Perhaps this book tries to create its own market by insulting the readers’ intelligence. Besides the obsession with how men undo diets, there’s guilt and self-depreciation, accented by the almost anorexic belly on the cover. The author also suggests lying to loved ones to control weight.

"If you… return home to cupboards full of your prepubescent fixations, like Twizzlers red licorice and Drake’s coffee cakes… you need to level with them [parents]. Tell them you are auditioning for a spot on the college debate team and a requirement is that you must fit into one of the existing blazers."

While it suggests ways to get the most healthy food out of a meal plan, the book also absurdly suggestions one can successfully build muscle, lose weight, finish puberty and remain mentally alert on 1,200 calories a day–about half of what both Health Canada and the U.S. Food and Drug Administration recommend. The emphasis on improving physical appearance over academic needs or health management is objectionable.

"I would arrange my schedule so all my classes were on Tuesdays and Thursdays, then I had plenty of time the other three days for some physical activity," says Marchelle. They acknowledge exercise is important but ignore fat and calorie-burning, muscle-building activities like walking a few kilometers a day carrying heavy texts.

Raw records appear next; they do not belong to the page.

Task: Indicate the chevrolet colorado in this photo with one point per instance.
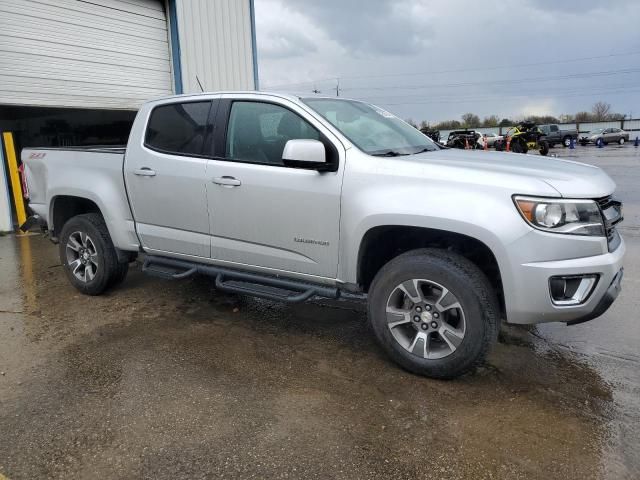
(289, 198)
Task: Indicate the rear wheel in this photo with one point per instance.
(433, 312)
(88, 256)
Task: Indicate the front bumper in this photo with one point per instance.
(528, 300)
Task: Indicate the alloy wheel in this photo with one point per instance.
(82, 256)
(425, 318)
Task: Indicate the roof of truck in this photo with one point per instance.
(228, 92)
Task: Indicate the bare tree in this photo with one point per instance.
(601, 111)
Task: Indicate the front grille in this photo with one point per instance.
(611, 211)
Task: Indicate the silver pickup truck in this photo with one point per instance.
(291, 198)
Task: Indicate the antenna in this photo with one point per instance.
(199, 84)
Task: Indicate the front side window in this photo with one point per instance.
(258, 132)
(372, 129)
(179, 128)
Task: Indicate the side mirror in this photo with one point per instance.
(308, 154)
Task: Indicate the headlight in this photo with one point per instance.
(574, 217)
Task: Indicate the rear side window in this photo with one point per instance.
(179, 128)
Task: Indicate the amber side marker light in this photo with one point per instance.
(526, 208)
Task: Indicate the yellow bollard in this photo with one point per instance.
(14, 175)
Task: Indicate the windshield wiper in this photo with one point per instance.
(388, 153)
(426, 149)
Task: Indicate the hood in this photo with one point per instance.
(568, 178)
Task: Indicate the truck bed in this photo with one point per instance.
(91, 172)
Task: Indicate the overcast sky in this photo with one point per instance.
(435, 59)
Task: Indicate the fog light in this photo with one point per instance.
(571, 290)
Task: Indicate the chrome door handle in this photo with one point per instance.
(227, 181)
(145, 172)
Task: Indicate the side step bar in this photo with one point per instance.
(234, 281)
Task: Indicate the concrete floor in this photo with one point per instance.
(174, 380)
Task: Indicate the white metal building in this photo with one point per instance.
(119, 53)
(73, 72)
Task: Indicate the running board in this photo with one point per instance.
(233, 281)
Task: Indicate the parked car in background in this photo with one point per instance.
(555, 135)
(464, 139)
(608, 135)
(491, 139)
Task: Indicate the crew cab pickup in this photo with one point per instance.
(290, 198)
(553, 135)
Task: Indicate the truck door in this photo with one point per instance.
(165, 179)
(265, 214)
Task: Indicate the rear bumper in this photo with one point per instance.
(531, 300)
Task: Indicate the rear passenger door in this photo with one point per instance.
(264, 215)
(165, 178)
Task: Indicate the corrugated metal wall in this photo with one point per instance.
(75, 53)
(215, 44)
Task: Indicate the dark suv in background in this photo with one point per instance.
(554, 135)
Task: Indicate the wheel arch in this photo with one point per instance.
(380, 244)
(64, 207)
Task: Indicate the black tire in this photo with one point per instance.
(544, 148)
(107, 268)
(470, 287)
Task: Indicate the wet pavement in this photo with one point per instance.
(174, 380)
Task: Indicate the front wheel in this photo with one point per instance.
(88, 256)
(433, 312)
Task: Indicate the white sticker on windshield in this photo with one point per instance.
(384, 113)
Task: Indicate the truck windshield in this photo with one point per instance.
(372, 129)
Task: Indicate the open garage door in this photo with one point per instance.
(110, 54)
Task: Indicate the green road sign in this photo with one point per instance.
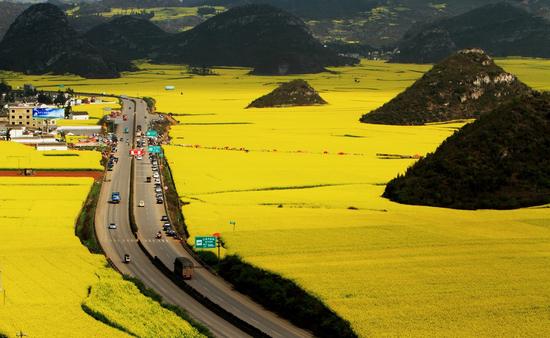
(208, 242)
(151, 133)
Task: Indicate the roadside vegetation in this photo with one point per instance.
(14, 156)
(85, 224)
(120, 304)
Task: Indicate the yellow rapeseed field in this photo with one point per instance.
(303, 186)
(46, 271)
(95, 110)
(18, 156)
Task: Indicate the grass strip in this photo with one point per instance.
(148, 292)
(282, 296)
(85, 223)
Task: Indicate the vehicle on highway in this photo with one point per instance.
(183, 267)
(115, 197)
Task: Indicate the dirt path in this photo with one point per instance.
(54, 173)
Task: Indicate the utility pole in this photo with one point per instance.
(18, 161)
(219, 244)
(2, 289)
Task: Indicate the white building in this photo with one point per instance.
(51, 146)
(80, 115)
(32, 140)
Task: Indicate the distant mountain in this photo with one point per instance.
(315, 9)
(289, 94)
(131, 37)
(500, 29)
(8, 12)
(41, 41)
(463, 86)
(263, 37)
(501, 161)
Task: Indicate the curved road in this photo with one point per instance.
(120, 241)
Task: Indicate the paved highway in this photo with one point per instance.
(118, 242)
(148, 220)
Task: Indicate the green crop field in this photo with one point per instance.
(303, 186)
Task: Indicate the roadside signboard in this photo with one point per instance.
(137, 152)
(154, 149)
(152, 133)
(48, 113)
(208, 242)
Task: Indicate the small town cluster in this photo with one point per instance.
(56, 121)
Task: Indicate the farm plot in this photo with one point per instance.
(47, 273)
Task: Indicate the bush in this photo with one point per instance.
(208, 257)
(284, 297)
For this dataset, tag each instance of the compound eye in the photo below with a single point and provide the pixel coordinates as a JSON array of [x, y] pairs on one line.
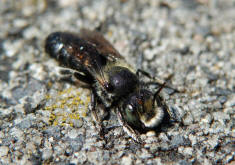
[[130, 108]]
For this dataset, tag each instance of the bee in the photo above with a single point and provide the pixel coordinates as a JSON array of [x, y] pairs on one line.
[[113, 82]]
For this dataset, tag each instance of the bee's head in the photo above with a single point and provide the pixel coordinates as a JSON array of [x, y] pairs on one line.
[[140, 110]]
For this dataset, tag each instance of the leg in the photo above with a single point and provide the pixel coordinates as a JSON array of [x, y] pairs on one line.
[[99, 123], [131, 132], [162, 85]]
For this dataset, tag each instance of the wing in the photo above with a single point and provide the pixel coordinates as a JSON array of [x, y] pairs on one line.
[[102, 45], [76, 53]]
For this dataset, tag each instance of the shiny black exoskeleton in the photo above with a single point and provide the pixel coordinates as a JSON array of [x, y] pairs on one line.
[[113, 81]]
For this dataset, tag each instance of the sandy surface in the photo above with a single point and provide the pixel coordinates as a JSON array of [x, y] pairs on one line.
[[45, 119]]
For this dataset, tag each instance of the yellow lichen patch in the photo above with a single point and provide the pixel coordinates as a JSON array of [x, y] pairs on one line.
[[67, 107]]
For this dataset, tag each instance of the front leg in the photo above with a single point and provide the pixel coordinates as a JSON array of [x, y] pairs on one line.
[[98, 121], [130, 131]]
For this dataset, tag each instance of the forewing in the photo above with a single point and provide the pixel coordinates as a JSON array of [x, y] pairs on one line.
[[102, 45]]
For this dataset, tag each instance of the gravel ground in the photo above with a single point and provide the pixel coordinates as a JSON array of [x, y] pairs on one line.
[[46, 119]]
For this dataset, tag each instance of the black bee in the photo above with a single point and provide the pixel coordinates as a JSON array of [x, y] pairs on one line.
[[113, 81]]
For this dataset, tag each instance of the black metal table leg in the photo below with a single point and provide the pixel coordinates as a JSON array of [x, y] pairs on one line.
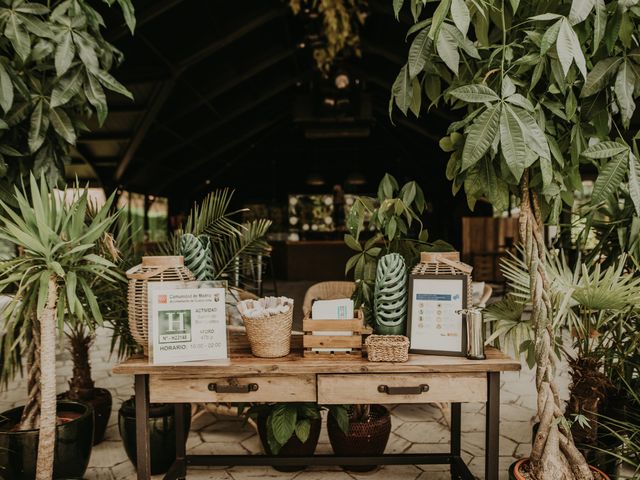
[[492, 445], [143, 454], [181, 457]]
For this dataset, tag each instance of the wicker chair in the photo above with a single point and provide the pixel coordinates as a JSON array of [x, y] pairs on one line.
[[326, 291]]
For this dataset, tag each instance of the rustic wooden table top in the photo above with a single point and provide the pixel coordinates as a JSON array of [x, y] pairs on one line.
[[241, 362]]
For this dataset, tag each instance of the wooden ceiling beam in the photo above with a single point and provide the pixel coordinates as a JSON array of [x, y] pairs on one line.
[[162, 93]]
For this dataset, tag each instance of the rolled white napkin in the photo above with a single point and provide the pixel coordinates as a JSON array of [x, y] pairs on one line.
[[265, 307]]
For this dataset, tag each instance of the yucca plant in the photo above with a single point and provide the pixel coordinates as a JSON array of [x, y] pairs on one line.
[[51, 280], [539, 88]]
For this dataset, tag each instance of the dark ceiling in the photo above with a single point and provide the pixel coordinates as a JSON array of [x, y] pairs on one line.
[[226, 95]]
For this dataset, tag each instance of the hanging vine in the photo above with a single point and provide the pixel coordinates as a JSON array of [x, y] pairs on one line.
[[341, 22]]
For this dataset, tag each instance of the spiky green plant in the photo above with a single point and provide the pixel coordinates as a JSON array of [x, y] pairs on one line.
[[58, 264]]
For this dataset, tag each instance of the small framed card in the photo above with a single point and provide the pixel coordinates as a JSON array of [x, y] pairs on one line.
[[187, 321], [434, 327]]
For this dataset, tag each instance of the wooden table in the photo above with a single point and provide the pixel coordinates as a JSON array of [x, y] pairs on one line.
[[244, 378]]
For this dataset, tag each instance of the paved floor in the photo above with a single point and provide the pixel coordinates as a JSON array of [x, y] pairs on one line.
[[416, 428]]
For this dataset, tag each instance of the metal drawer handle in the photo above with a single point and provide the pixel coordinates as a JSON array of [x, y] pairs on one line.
[[219, 388], [423, 388]]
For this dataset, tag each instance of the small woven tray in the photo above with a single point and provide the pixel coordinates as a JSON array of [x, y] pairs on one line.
[[387, 348]]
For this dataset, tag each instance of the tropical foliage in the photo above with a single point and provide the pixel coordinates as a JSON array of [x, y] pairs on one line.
[[391, 216], [541, 87], [51, 280], [54, 69]]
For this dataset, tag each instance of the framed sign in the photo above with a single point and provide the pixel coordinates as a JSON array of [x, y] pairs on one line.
[[434, 327], [187, 321]]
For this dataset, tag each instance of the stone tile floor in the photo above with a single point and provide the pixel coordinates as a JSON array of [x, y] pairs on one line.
[[415, 428]]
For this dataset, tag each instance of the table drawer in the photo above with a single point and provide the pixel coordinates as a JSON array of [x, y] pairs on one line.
[[402, 388], [283, 388]]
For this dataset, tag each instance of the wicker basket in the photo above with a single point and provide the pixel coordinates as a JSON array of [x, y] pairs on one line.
[[387, 348], [152, 269], [270, 336]]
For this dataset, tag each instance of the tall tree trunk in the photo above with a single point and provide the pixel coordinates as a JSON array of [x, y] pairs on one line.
[[48, 414], [31, 413], [81, 383], [553, 454]]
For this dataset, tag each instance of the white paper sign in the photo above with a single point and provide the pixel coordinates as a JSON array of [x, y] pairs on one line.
[[435, 325], [187, 322]]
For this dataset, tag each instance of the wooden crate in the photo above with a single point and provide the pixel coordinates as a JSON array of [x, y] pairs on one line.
[[353, 341]]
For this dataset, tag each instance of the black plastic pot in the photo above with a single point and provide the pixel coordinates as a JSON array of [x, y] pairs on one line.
[[162, 433], [101, 401], [74, 439], [294, 447], [363, 439]]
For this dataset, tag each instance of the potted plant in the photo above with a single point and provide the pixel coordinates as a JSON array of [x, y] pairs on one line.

The not-so-subtle intimation that follows–please men by micromanaging food intake because both partners will have a better time–make little sense.

"When he compares your body/appearance to a celebrity’s or supermodel’s [retort] ‘If I looked like that, I certainly wouldn’t be here with you.’"

In short, buy something else for $14.95. This self-classified work of "juvenile nonfiction" only aids weight loss by forcing readers to repeatedly exercise their heads against the wall out of frustration.